For a little silly holiday cheer you can’t go so very wrong with Christopher Moore’s The Stupidest Angel. Well, you could actually. The jokes tend toward adolescent boy mentality so one sort of has to be in the mood otherwise it isn’t just the angel that comes off as stupid.
The book is set in the small coastal town of Pine Cove, California. Theo, the sheriff, is a former pothead and is married to Molly a former B-movie actress famous for her recurring role as a sword wielding warrior babe. She is also crazy and off her meds so she could save enough money to buy Theo a handmade glass bong. Meanwhile Theo has quite the marijuana crop growing in the forest so he could get enough money to pay for the antique Japanese sword he bought Molly.
Meanwhile, Lena, while stealing Monterey pines from her ex-husband’s property accidentally kills him with her shovel when he catches her while driving home drunk dressed as Santa after the Caribou Christmas party. Poor Josh, walking home late from his friend’s house sees Santa’s murder and thinks Christmas is all over. Lena gets help burying the body from Tuck, a helicopter pilot in town flying DEA agents around looking to catch pot growers. Lena and Tuck make it look like Dale went fishing and fell off a cliff into the ocean. Nobody really misses Dale since he was the town’s wealthy jerk of a developer with a violent streak. But Theo still has to investigate and he realizes right away that things aren’t adding up.
There is also a stranger in town going around looking for a child. The stranger is tall, wearing a dark trenchcoat, has long blonde hair and sort of glows. He turns out to be an angel (though no one knows this until later), but not just any angel. He was supposed to have been the angel to announce the birth of Jesus but got it all messed up leaving others to pick up the slack. He has now decided to make up for it after all those years by performing a Christmas miracle. He needs to find a child, ask the kid what he wants and then make it happen.
The kid he finds is Josh and Josh wants Santa to be brought back to life. Only the angel didn’t know exactly where Santa was buried and ends up raising not only Santa but the entire church graveyard while most of the town is inside the church for the Lonesome Christmas Party. Nothing like a Christmas Eve zombie attack!

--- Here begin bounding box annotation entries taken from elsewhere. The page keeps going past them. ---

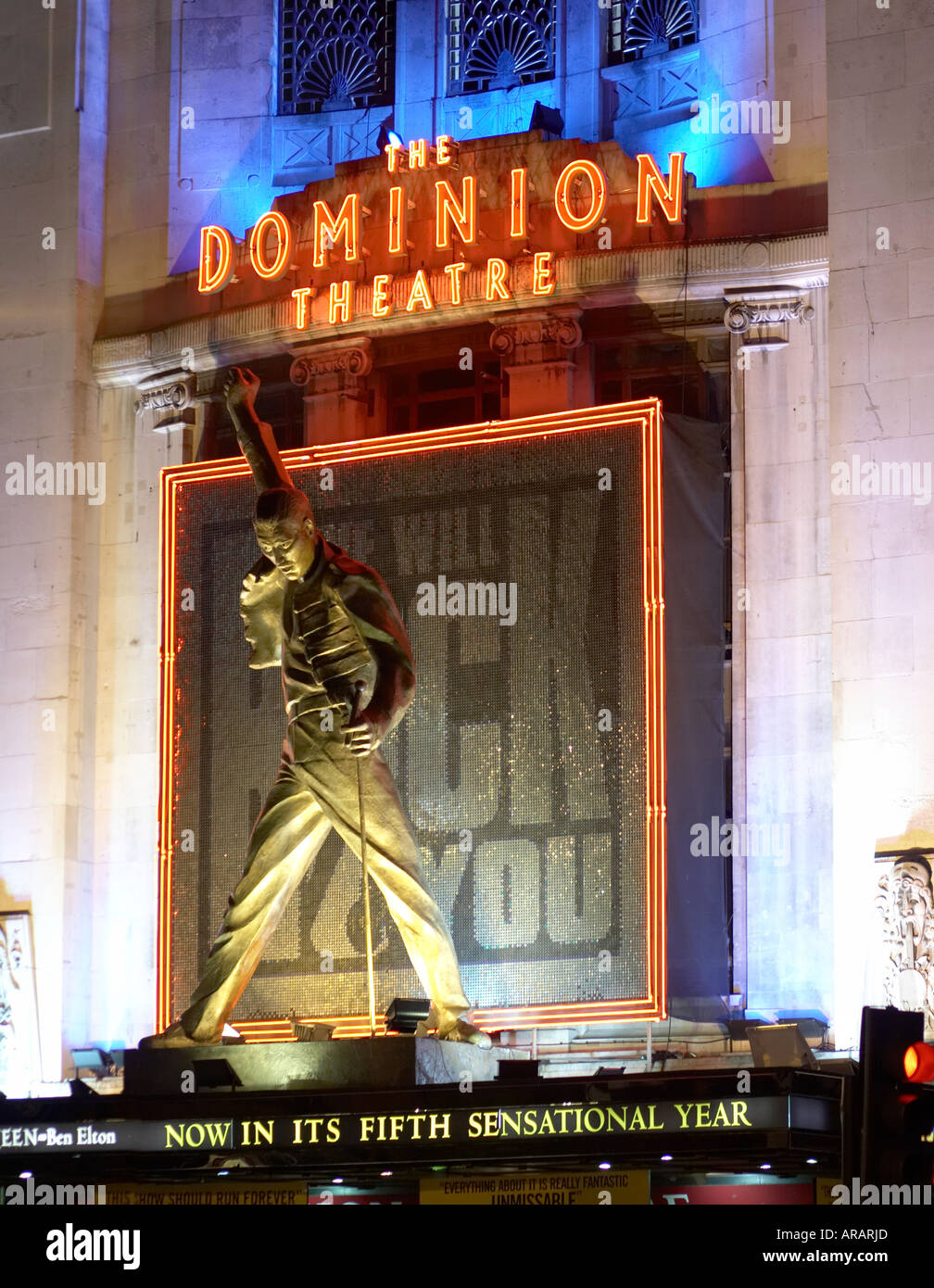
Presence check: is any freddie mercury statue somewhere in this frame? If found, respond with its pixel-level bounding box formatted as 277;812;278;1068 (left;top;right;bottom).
139;367;489;1048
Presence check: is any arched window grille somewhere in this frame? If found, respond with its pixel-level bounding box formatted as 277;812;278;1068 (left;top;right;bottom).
278;0;396;116
607;0;699;66
447;0;555;94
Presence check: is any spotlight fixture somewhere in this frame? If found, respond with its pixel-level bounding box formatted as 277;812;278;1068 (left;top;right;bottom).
291;1020;334;1042
69;1078;98;1100
385;997;432;1033
749;1024;819;1069
528;99;564;139
376;116;405;156
70;1047;113;1078
192;1060;242;1091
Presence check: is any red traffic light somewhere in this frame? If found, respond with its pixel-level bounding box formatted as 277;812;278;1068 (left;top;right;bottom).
904;1042;934;1082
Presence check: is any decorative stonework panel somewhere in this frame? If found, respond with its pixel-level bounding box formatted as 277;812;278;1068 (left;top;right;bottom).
0;912;41;1096
447;0;555;94
601;49;700;121
278;0;396;116
271;111;382;187
876;852;934;1033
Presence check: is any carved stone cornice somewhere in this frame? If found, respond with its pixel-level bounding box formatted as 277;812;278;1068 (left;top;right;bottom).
134;373;195;416
723;286;815;349
489;309;584;366
288;339;372;385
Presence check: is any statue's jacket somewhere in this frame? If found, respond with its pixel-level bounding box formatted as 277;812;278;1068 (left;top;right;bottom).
240;535;415;760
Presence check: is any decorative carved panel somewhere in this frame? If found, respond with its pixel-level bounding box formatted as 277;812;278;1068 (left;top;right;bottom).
278;0;396;116
447;0;555;94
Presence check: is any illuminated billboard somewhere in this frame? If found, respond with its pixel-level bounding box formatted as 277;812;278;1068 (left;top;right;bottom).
158;399;664;1040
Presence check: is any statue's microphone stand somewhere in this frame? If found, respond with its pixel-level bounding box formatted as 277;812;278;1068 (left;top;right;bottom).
350;680;376;1038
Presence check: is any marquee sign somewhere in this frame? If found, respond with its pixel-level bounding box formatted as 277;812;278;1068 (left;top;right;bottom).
190;135;686;331
0;1096;839;1159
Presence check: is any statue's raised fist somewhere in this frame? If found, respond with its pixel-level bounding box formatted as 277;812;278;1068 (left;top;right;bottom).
224;367;259;407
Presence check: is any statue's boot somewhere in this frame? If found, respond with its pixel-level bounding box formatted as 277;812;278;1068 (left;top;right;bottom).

I did say the book was silly, right? This being a silly Christmas book, everything turns out right in the end. It’s a light, fun read if you are in the mood; a good read if you are in the midst of lots of holiday distractions or need to be distracted yourself should there be tensions at the family gathering you need to escape. A little humor, even adolescent humor, is never remiss at times like that.
Since I don’t celebrate Christmas, I will be having a quiet day with Bookman just reading and enjoying each other’s company. But for those of you who do celebrate, I wish you a happy day filled with family and friends and love.